The following table provides a summary of amounts included in discontinued operations, which primarily relate to the hand torch
and solder business (in millions):
2012 2011 2010
Net sales $ $ 58.8 $ 101.0
Income from operations, net of income tax expense of $2.6 and $2.0 for 2011
and 2010, respectively $ $ 5.8 $ 4.6
Gain (loss) on disposal, including income tax expense of $3.4 and $1.3 for
2012 and 2011, respectively 1.7 (15.2) —
Income (loss) from discontinued operations, net of tax $ 1.7 $ (9.4) $ 4.6
FOOTNOTE 3
Stockholders’ Equity
In August 2011, the Company announced a $300.0 million three-year share repurchase program (the “SRP”). Under the SRP, the
Company may repurchase its own shares of common stock through a combination of a 10b5-1 automatic trading plan, discretionary
market purchases or in privately negotiated transactions. The SRP is authorized to run for a period of three years ending in August
2014. During 2012, the Company repurchased 4.9 million shares pursuant to the SRP for $91.5 million, and such shares were
immediately retired. From the commencement of the SRP in August 2011 through December 31, 2012, the Company repurchased
and retired 8.3 million shares at an aggregate cost of $137.6 million.

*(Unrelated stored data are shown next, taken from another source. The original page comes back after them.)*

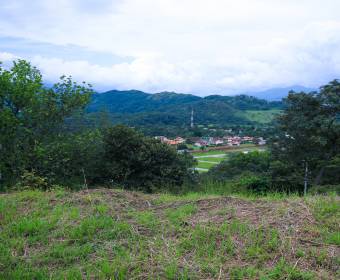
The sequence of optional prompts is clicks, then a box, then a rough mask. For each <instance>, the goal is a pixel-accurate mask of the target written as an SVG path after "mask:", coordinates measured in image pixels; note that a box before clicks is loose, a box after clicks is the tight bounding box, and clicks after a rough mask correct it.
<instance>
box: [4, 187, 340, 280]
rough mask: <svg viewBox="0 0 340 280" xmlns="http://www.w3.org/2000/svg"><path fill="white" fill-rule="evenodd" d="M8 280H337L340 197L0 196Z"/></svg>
mask: <svg viewBox="0 0 340 280" xmlns="http://www.w3.org/2000/svg"><path fill="white" fill-rule="evenodd" d="M0 213H1V215H0V278H1V279H51V278H52V279H109V278H111V279H339V276H340V274H339V261H340V260H339V255H340V247H339V246H340V244H339V240H338V236H339V228H340V226H339V222H340V220H339V198H338V197H336V196H333V197H331V196H324V197H321V196H315V197H308V198H307V199H302V198H298V197H292V198H286V199H268V198H267V199H260V198H258V199H244V198H240V197H218V196H204V195H191V196H182V197H180V196H179V197H175V196H169V195H146V194H142V193H139V192H128V191H118V190H109V189H95V190H89V191H81V192H66V191H62V190H57V191H51V192H39V191H24V192H17V193H11V194H5V195H1V196H0Z"/></svg>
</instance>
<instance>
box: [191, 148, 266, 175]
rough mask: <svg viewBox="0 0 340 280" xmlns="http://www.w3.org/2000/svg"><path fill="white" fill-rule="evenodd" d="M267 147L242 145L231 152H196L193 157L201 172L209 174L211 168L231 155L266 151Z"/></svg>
mask: <svg viewBox="0 0 340 280" xmlns="http://www.w3.org/2000/svg"><path fill="white" fill-rule="evenodd" d="M265 149H266V147H265V146H256V145H252V144H242V145H241V146H239V147H233V148H230V149H229V150H213V151H206V152H195V153H193V154H192V155H193V156H194V158H195V159H196V160H197V167H198V171H199V172H207V171H208V170H209V169H210V168H211V167H213V166H215V165H216V164H219V163H220V162H221V161H223V160H226V159H228V155H229V154H230V153H236V152H250V151H264V150H265Z"/></svg>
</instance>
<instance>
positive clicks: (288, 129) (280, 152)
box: [271, 80, 340, 186]
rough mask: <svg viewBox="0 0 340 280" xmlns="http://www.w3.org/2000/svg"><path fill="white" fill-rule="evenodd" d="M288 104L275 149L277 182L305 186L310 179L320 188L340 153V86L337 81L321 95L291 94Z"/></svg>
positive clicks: (274, 159)
mask: <svg viewBox="0 0 340 280" xmlns="http://www.w3.org/2000/svg"><path fill="white" fill-rule="evenodd" d="M285 104H286V109H285V110H284V113H283V114H282V115H281V116H279V117H278V120H277V122H278V126H277V128H278V130H279V131H280V132H279V133H278V134H277V135H276V138H274V139H273V141H272V145H271V150H272V154H273V160H274V162H273V164H272V170H273V179H274V181H279V182H281V183H282V179H283V180H284V179H285V180H286V181H288V182H289V183H291V184H297V186H299V185H300V186H302V183H303V181H304V179H303V178H306V179H309V181H310V179H312V180H313V183H314V184H320V183H322V179H323V174H324V172H325V169H327V166H328V164H329V163H330V161H331V160H332V159H334V158H335V157H336V156H337V155H339V152H340V124H339V113H340V105H339V104H340V84H339V82H338V81H337V80H334V81H332V82H330V83H329V84H327V85H325V86H323V87H321V88H320V91H319V92H311V93H304V92H300V93H295V92H290V94H289V95H288V97H287V98H286V99H285ZM307 166H308V169H307ZM306 171H308V172H306ZM285 174H286V175H288V177H287V176H286V177H285ZM289 174H290V175H289ZM333 183H338V182H336V181H334V182H333Z"/></svg>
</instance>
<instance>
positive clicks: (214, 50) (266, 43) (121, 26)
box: [0, 0, 340, 94]
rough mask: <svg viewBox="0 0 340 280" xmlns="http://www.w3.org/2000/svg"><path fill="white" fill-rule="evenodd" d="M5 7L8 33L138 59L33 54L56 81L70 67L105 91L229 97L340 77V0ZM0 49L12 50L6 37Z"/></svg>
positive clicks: (35, 2)
mask: <svg viewBox="0 0 340 280" xmlns="http://www.w3.org/2000/svg"><path fill="white" fill-rule="evenodd" d="M2 2H4V3H2ZM0 7H1V8H0V35H2V36H16V37H22V38H26V39H30V40H35V41H39V42H45V43H50V44H55V45H67V44H73V45H76V46H79V47H81V48H86V49H88V50H92V51H95V52H100V51H105V52H107V53H111V54H112V55H118V56H128V57H133V58H134V59H133V60H132V61H129V62H125V63H117V64H113V65H112V66H104V65H99V64H93V62H91V63H90V62H89V61H83V60H81V61H80V60H76V61H74V60H73V61H67V60H66V59H65V58H63V57H58V58H54V57H46V56H41V55H40V56H39V53H37V55H36V56H30V57H29V58H30V59H31V60H32V61H33V63H36V64H37V66H39V67H40V68H41V69H42V71H43V72H44V74H46V75H47V77H48V78H49V79H53V78H55V77H56V76H58V75H60V74H62V73H65V74H72V75H73V76H74V77H75V78H77V79H84V80H86V81H89V82H91V83H93V84H94V85H95V86H96V85H97V86H98V87H105V88H114V87H116V88H120V89H128V88H137V89H142V90H146V91H159V90H175V91H181V92H194V93H200V94H207V93H214V92H216V93H226V94H228V93H234V92H242V91H246V90H260V89H264V88H269V87H275V86H289V85H293V84H302V85H305V86H319V85H320V84H322V83H326V82H328V81H329V80H331V79H334V78H337V77H339V76H340V55H339V51H338V50H339V48H340V19H339V16H338V11H339V8H340V1H337V0H324V1H319V0H308V1H307V0H300V1H296V0H294V1H293V0H286V1H279V0H238V1H234V0H232V1H231V0H209V1H208V0H118V1H108V0H100V1H89V0H87V1H81V0H73V1H70V0H59V1H57V2H56V1H42V0H32V1H24V0H21V1H18V0H17V1H15V0H13V1H3V0H0ZM0 51H7V52H10V50H3V49H1V41H0Z"/></svg>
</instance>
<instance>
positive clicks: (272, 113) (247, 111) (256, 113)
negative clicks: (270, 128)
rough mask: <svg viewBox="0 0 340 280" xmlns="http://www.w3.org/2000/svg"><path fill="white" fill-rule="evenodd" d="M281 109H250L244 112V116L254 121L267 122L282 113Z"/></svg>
mask: <svg viewBox="0 0 340 280" xmlns="http://www.w3.org/2000/svg"><path fill="white" fill-rule="evenodd" d="M280 112H281V110H278V109H272V110H258V111H257V110H248V111H245V112H244V116H245V117H246V118H247V119H249V120H251V121H254V122H258V123H262V124H266V123H270V122H271V121H273V119H274V118H275V117H276V116H277V115H278V114H280Z"/></svg>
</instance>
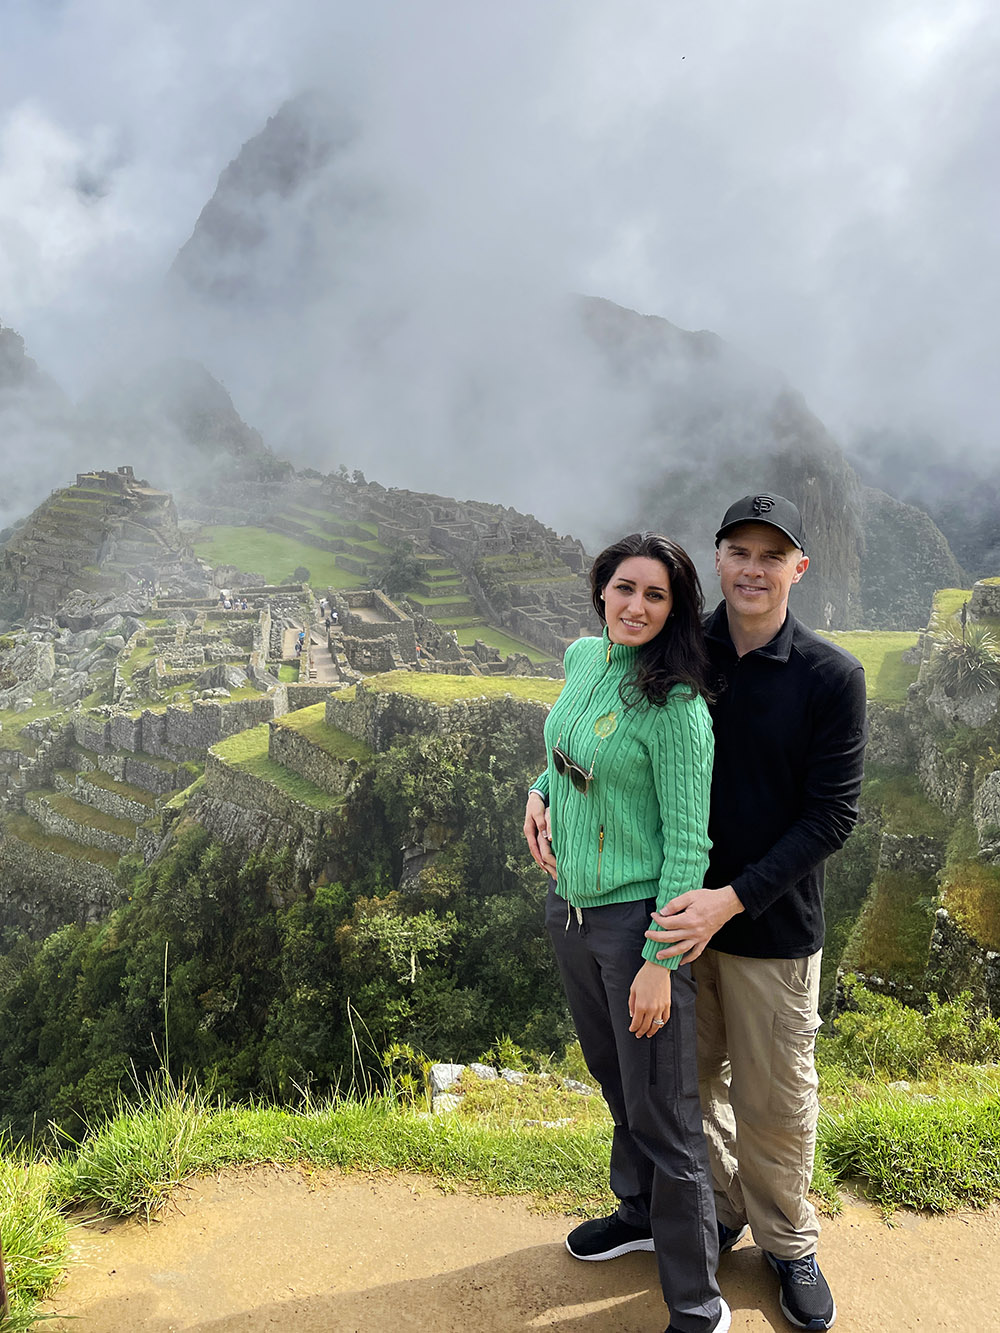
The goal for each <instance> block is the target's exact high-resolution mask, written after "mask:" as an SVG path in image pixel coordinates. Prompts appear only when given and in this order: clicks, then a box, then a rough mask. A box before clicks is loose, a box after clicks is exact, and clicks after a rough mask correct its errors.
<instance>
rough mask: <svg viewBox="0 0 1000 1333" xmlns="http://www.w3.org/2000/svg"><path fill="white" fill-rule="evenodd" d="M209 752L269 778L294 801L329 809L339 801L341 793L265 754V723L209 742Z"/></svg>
mask: <svg viewBox="0 0 1000 1333" xmlns="http://www.w3.org/2000/svg"><path fill="white" fill-rule="evenodd" d="M209 753H212V754H215V756H217V757H219V758H220V760H223V761H224V762H225V764H233V765H235V766H236V768H241V769H244V770H245V772H247V773H251V774H252V776H253V777H259V778H261V781H264V782H271V784H272V785H273V786H276V788H277V789H279V790H281V792H284V793H285V796H288V797H289V798H291V800H293V801H300V802H301V804H303V805H308V806H311V809H315V810H332V809H336V806H337V805H339V804H340V802H341V800H343V796H331V793H329V792H324V790H323V788H321V786H317V785H316V784H315V782H311V781H309V780H308V778H305V777H300V776H299V774H297V773H292V772H291V770H289V769H287V768H285V766H284V765H283V764H279V762H277V761H276V760H272V758H271V757H269V756H268V724H267V722H261V724H260V726H252V728H251V729H249V730H247V732H240V733H239V734H236V736H229V737H228V738H227V740H224V741H219V744H217V745H212V746H211V750H209Z"/></svg>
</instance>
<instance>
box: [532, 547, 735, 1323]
mask: <svg viewBox="0 0 1000 1333" xmlns="http://www.w3.org/2000/svg"><path fill="white" fill-rule="evenodd" d="M591 595H592V600H593V607H595V611H596V612H597V615H599V617H600V619H601V621H603V623H604V633H603V636H601V637H600V639H577V640H576V643H573V644H571V645H569V648H568V649H567V653H565V686H564V689H563V692H561V694H560V696H559V700H557V701H556V702H555V704H553V706H552V710H551V712H549V714H548V718H547V721H545V746H547V750H548V766H547V769H545V772H544V773H543V774H541V776H540V777H539V780H537V782H535V785H533V788H532V790H531V792H529V794H528V804H527V809H525V816H524V833H525V837H527V840H528V846H529V848H531V853H532V856H533V857H535V860H536V861H537V864H539V865H540V866H541V868H543V869H544V870H547V872H548V874H549V888H548V898H547V902H545V924H547V926H548V932H549V937H551V940H552V945H553V949H555V953H556V960H557V962H559V970H560V973H561V977H563V985H564V986H565V992H567V998H568V1000H569V1008H571V1012H572V1016H573V1022H575V1025H576V1032H577V1036H579V1038H580V1045H581V1048H583V1053H584V1058H585V1060H587V1065H588V1068H589V1070H591V1073H592V1074H593V1077H595V1078H596V1080H597V1082H599V1084H600V1086H601V1092H603V1093H604V1097H605V1100H607V1102H608V1106H609V1109H611V1112H612V1116H613V1118H615V1136H613V1140H612V1148H611V1188H612V1190H613V1192H615V1194H616V1196H617V1200H619V1206H617V1209H616V1212H615V1213H612V1214H611V1216H609V1217H601V1218H596V1220H593V1221H588V1222H583V1224H581V1225H580V1226H577V1228H575V1229H573V1230H572V1232H571V1233H569V1236H568V1237H567V1249H568V1250H569V1253H571V1254H572V1256H573V1257H575V1258H580V1260H607V1258H616V1257H617V1256H619V1254H628V1253H629V1252H632V1250H655V1253H656V1257H657V1262H659V1270H660V1285H661V1286H663V1294H664V1300H665V1301H667V1302H668V1305H669V1309H671V1329H675V1330H677V1329H683V1330H684V1333H688V1330H691V1333H696V1330H697V1333H725V1330H727V1329H728V1328H729V1324H731V1314H729V1308H728V1305H727V1304H725V1301H724V1300H723V1298H721V1296H720V1292H719V1286H717V1284H716V1277H715V1272H716V1266H717V1262H719V1236H717V1230H716V1218H715V1210H713V1208H712V1177H711V1174H709V1168H708V1153H707V1149H705V1140H704V1134H703V1130H701V1106H700V1102H699V1097H697V1068H696V1045H695V984H693V981H692V977H691V966H689V964H681V962H680V960H679V958H671V960H668V961H665V962H664V961H660V960H657V948H659V946H657V944H656V942H655V941H648V940H645V938H644V932H645V930H647V929H648V926H649V922H651V913H652V912H653V910H656V908H657V905H659V906H664V905H665V904H667V902H669V900H671V898H673V897H676V896H677V894H681V893H687V892H689V890H692V889H697V888H700V886H701V884H703V882H704V874H705V869H707V866H708V848H709V842H708V800H709V784H711V770H712V724H711V720H709V716H708V706H707V701H705V700H707V694H708V659H707V656H705V648H704V640H703V633H701V605H703V603H701V588H700V585H699V579H697V573H696V572H695V567H693V565H692V563H691V560H689V557H688V556H687V553H685V552H684V551H683V549H681V548H680V547H679V545H677V544H676V543H673V541H669V540H668V539H667V537H660V536H655V535H649V533H647V535H640V533H633V535H632V536H629V537H623V539H621V540H620V541H616V543H615V544H613V545H611V547H608V548H607V549H605V551H603V552H601V553H600V555H599V556H597V559H596V560H595V563H593V567H592V569H591Z"/></svg>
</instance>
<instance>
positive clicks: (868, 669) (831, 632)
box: [823, 629, 919, 704]
mask: <svg viewBox="0 0 1000 1333" xmlns="http://www.w3.org/2000/svg"><path fill="white" fill-rule="evenodd" d="M823 637H824V639H829V640H831V641H832V643H835V644H840V647H841V648H845V649H847V651H848V652H849V653H853V655H855V657H857V660H859V661H860V663H861V665H863V667H864V673H865V678H867V681H868V697H869V698H873V700H876V701H877V702H880V704H905V701H907V688H908V686H909V685H912V684H913V681H915V680H916V677H917V669H919V668H917V664H916V663H912V664H911V663H904V661H903V653H904V652H907V649H909V648H913V647H915V644H916V641H917V636H916V635H915V633H913V632H912V631H908V629H852V631H837V632H831V633H825V635H824V636H823Z"/></svg>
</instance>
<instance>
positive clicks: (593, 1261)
mask: <svg viewBox="0 0 1000 1333" xmlns="http://www.w3.org/2000/svg"><path fill="white" fill-rule="evenodd" d="M565 1248H567V1249H568V1250H569V1253H571V1254H572V1256H573V1258H581V1260H583V1261H584V1262H587V1264H603V1262H604V1260H605V1258H621V1256H623V1254H632V1253H633V1252H635V1250H649V1252H652V1248H653V1238H652V1236H651V1237H649V1240H648V1241H647V1240H639V1241H627V1242H625V1244H624V1245H616V1246H615V1249H609V1250H603V1252H601V1253H600V1254H577V1253H576V1250H575V1249H572V1248H571V1245H569V1240H567V1242H565Z"/></svg>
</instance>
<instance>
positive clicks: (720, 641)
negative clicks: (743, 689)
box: [705, 601, 796, 663]
mask: <svg viewBox="0 0 1000 1333" xmlns="http://www.w3.org/2000/svg"><path fill="white" fill-rule="evenodd" d="M795 627H796V620H795V616H793V615H792V613H791V611H787V612H785V619H784V624H783V625H781V628H780V629H779V632H777V633H776V635H775V637H773V639H772V640H771V641H769V643H767V644H764V647H763V648H755V649H753V651H752V652H749V653H745V655H744V656H747V657H769V659H771V660H772V661H779V663H787V661H788V659H789V657H791V656H792V640H793V637H795ZM705 637H707V639H711V640H712V643H716V644H720V645H721V647H723V648H725V649H727V651H728V652H729V653H732V656H733V657H736V647H735V644H733V641H732V635H731V633H729V617H728V616H727V613H725V603H724V601H720V603H719V605H717V607H716V609H715V611H713V612H712V613H711V616H709V617H708V620H707V621H705Z"/></svg>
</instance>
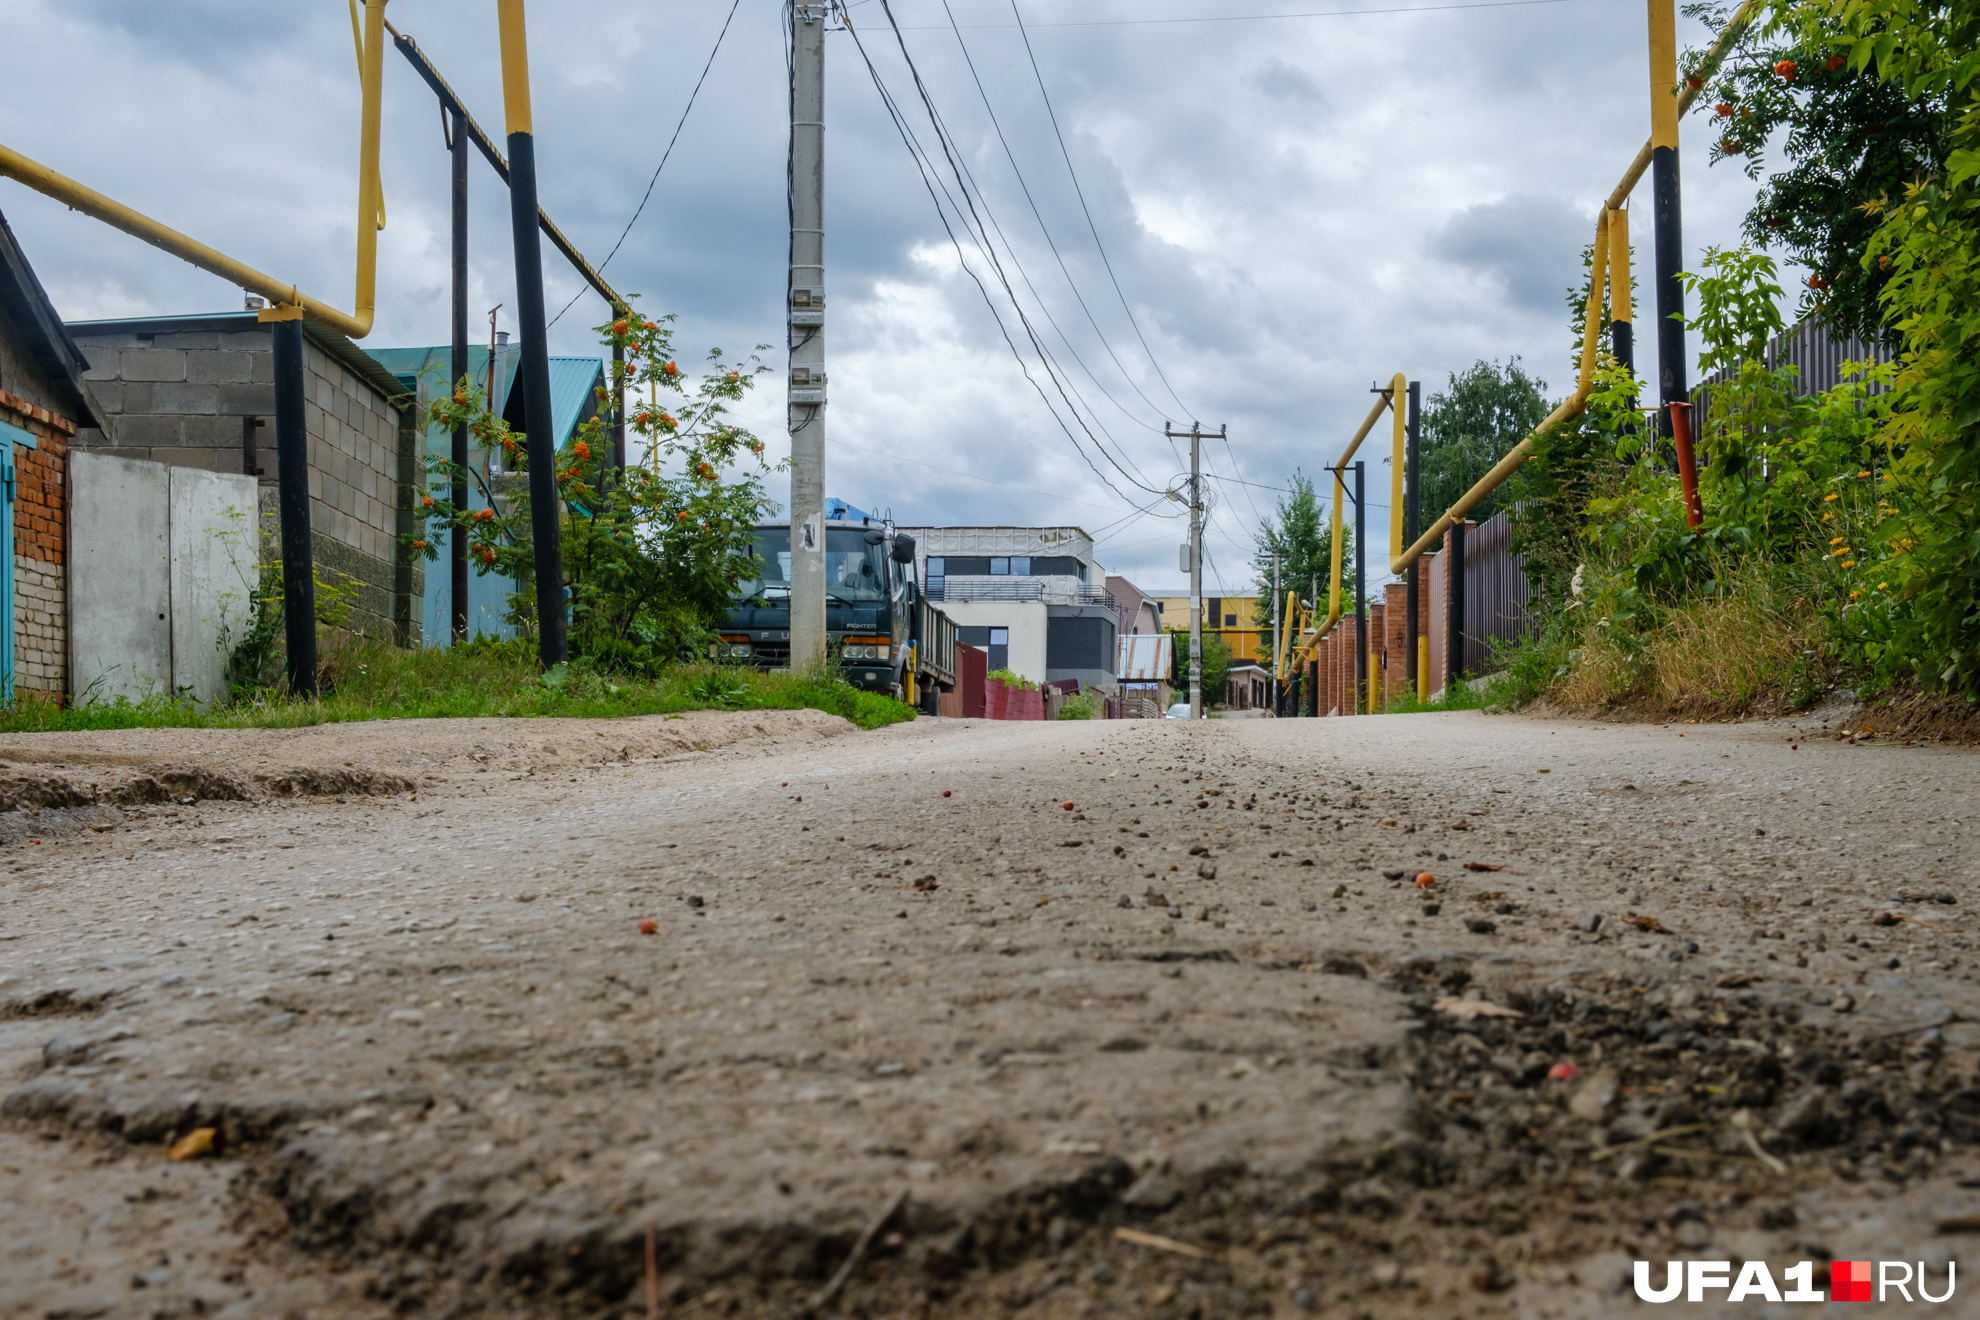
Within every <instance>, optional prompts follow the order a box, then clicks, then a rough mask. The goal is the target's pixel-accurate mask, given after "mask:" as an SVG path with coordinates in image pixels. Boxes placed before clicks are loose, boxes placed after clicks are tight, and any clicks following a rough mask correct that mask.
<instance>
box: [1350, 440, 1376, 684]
mask: <svg viewBox="0 0 1980 1320" xmlns="http://www.w3.org/2000/svg"><path fill="white" fill-rule="evenodd" d="M1370 695H1372V689H1370V687H1368V463H1366V461H1362V459H1354V697H1356V703H1358V705H1360V707H1364V708H1366V710H1368V714H1374V705H1372V701H1370ZM1356 714H1360V710H1356Z"/></svg>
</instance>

During 2010, the Company executed a series of transactions pursuant to a Capital Structure Optimization Plan (the “Plan”) in
order to simplify the Company’s capital structure, lower interest costs and reduce potential future dilution from the convertible
notes due 2014 (the “Convertible Notes”) and the associated hedge and warrant transactions (see Footnotes 9 and 10 of the Notes
to Consolidated Financial Statements). The Plan included the issuance of $550.0 million of 4.70% senior notes due 2020. The
Company used the proceeds from the sale of the notes, cash on hand and short-term borrowings to fund the repurchase of $500.0
million of shares of its common stock through an accelerated stock buyback program; to complete a cash tender offer for any and
all of the $300.0 million principal amount of outstanding 10.60% notes due 2019; and to exchange common stock and cash for
any and all of the $345.0 million principal amount of outstanding Convertible Notes. In addition, the Plan contemplated the
settlement of the convertible note hedge and warrant transactions entered into in connection with the issuance of the Convertible
Notes in March 2009.
In connection with the Plan, on August 2, 2010, the Company entered into an accelerated stock buyback program (the “ASB”)
with Goldman, Sachs & Co. (“Goldman Sachs”). Under the ASB, on August 10, 2010, the Company paid Goldman Sachs an initial
purchase price of $500.0 million, and Goldman Sachs delivered approximately 25.8 million shares of common stock to the
Company. The final number of shares that the Company purchased under the ASB was determined based on the average of the
daily volume-weighted average share prices of the Company’s common stock from August 11, 2010 until March 21, 2011, subject
to certain adjustments. Based on a calculated per share price of $17.95, Goldman Sachs delivered 2.0 million additional shares to
the Company on March 24, 2011 in connection with the completion of the ASB, and such shares were immediately retired.